Design and innovation in Africa - aid or trade?

13th March 2015

Design and innovation in Africa - aid or trade?

First and foremost, let’s get Comic Relief out of the way, as this is Red Nose day, and the inspiration behind this post. Comic Relief does amazing work in supporting communities and individuals in many developing countries, helping thousands of people to live safer, more fulfilling lives. The juxtaposition of side-splitting comedy followed by gut-wrenching misery does, however, leave me feeling just a little manipulated.

So what? If it gets thousands of people to donate money to genuinely worthwhile causes, does it matter if they’re being emotionally played? Having lived in Sierra Leone for four years and worked on development projects in several other countries in Africa and Asia, I think it does.

The real hardship and misery that affects many thousands of people in Africa deserves our total support, but this one dimensional view distorts our understanding of the entire continent. We don’t see enough of the creativity and innovation that is so common in many African countries. Whether it is the technological leap represented by M-pesa, the electronic payment method used in Kenya, or grass roots developments like the windmills developed by William Kamkwamba in Malawi, Innovation is alive and well in Africa. For fifteen more examples, have a look at this article.

Design is also experiencing something of a revolution in many African countries. Moving away from the stereotypical masks and carvings, designers are now creating exciting new contemporary products, typified by websites like Design Africa and producers like Tekura in Ghana. These products are a world away from the traditional carvings we’re used to seeing in charity catalogues at Christmas, and represent African culture that is exciting and confidant. New African design is creating products that we buy, not because we think we should, but because we want them.

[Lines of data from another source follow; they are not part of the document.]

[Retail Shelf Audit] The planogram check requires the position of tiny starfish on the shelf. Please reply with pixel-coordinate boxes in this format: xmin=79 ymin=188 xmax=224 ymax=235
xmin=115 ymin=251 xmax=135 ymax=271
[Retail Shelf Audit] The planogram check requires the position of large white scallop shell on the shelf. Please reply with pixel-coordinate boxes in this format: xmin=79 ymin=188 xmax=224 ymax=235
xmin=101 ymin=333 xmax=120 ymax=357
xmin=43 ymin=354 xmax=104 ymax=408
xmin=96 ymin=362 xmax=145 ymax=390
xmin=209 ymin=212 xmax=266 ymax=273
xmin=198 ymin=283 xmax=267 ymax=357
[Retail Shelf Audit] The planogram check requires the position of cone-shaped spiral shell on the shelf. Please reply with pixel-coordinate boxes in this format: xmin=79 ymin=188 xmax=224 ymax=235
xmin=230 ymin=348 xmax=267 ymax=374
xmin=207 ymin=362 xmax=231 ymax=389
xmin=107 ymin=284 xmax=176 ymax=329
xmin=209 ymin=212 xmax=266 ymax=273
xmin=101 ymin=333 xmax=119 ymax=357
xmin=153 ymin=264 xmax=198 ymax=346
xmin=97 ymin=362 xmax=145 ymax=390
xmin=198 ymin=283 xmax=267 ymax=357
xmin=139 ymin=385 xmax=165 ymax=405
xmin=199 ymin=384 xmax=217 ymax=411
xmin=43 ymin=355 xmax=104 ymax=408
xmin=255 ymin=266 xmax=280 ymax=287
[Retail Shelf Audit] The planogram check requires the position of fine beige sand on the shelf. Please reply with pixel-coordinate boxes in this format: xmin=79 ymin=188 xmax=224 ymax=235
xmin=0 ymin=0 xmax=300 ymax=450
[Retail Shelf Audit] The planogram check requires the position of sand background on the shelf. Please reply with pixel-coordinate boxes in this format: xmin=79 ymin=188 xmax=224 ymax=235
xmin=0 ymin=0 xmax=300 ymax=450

Relief projects provide vital support, but we need a breadth of vision that can also see the positive developments in African culture and technology. The innovation and creativity to be found in Africa is exciting and, in some cases, way ahead of so-called developed countries. We need to support it by seeking out great products and opportunities to invest in micro funding programmes like Zidisha. Aid is necessary, but for real long term economic development and social justice, Africa needs more fair trade.